Rested staff who are enjoying a positive work-life balance outside of school will be more motivated and impactful in their classroom. This will improve learning outcomes and the underlying atmosphere within a school. Challenging circumstances are easier to effectively deal with when staff are rested and supported, so behavioural issues can be managed and improved better as a result of properly management workloads.

Schools who look after their staff and actively support them to have a positive work-life balance by facilitating them to get their work done during working hours, will build a reputation across the sector as the place teachers want to work. The leaders of these schools will be seen as gold standard Principals, demonstrating positive working relationships across their staff body while improving student outcomes at the same time.

So the choice is clear: implementing DTBs and workload agreements properly can improve staff welfare, student outcome and the reputation of an organisation, while also reducing cost of cover and recruitment. It ensures that Principals are covered with regard to their obligations under Health and Safety, and that they are complying with their own professional duties. It reduces the potential for local action about workload, including grievances and Health and Safety complaints, and builds a happier, more impactful, staff body.

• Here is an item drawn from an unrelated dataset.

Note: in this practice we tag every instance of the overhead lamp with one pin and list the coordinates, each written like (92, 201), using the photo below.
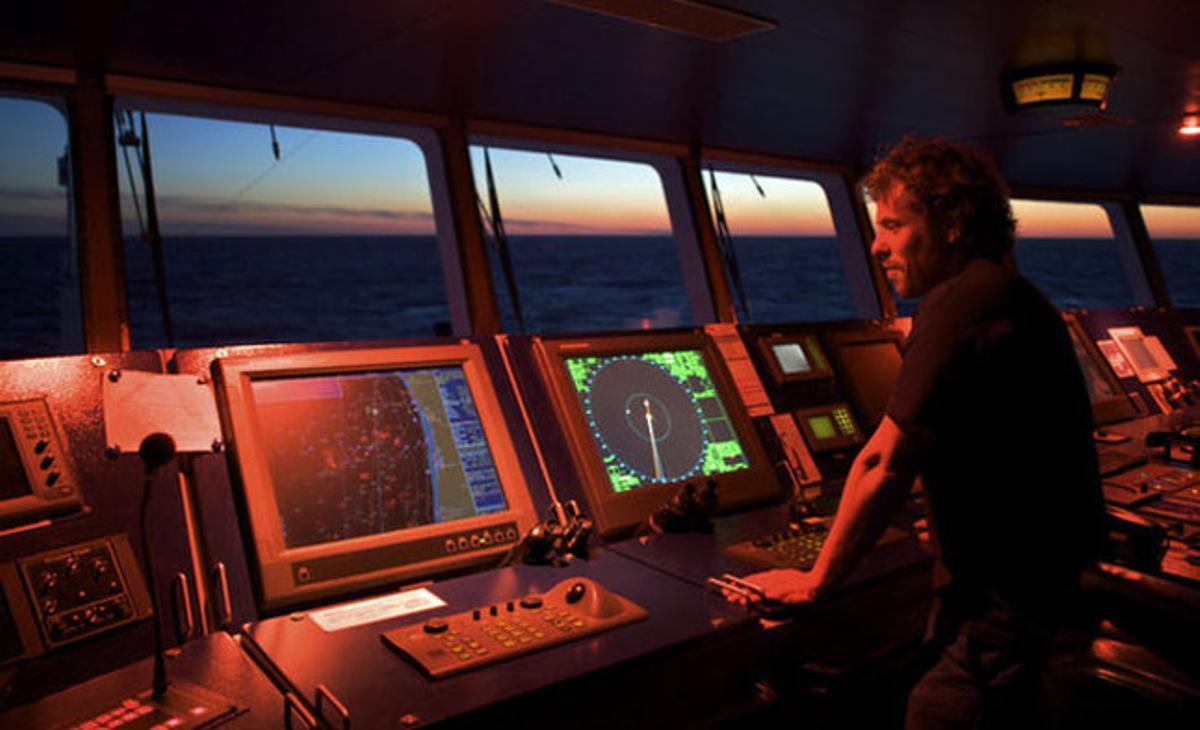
(1067, 83)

Failing to implement DTBs and workload agreements properly leaves Principals in potential breach of their contractual duties, their Health and Safety obligations, and their staff management responsibilities under school improvement plans. It costs more through illness, cover, recruitment and retention, and risks grievances and localised industrial action – all of which further damage the school reputation and further exacerbates the workload vicious cycle.

School teachers and school leaders are on the same side, working toward the same goal, and we solve problems together every day.

Let’s solve the workload problem together as well.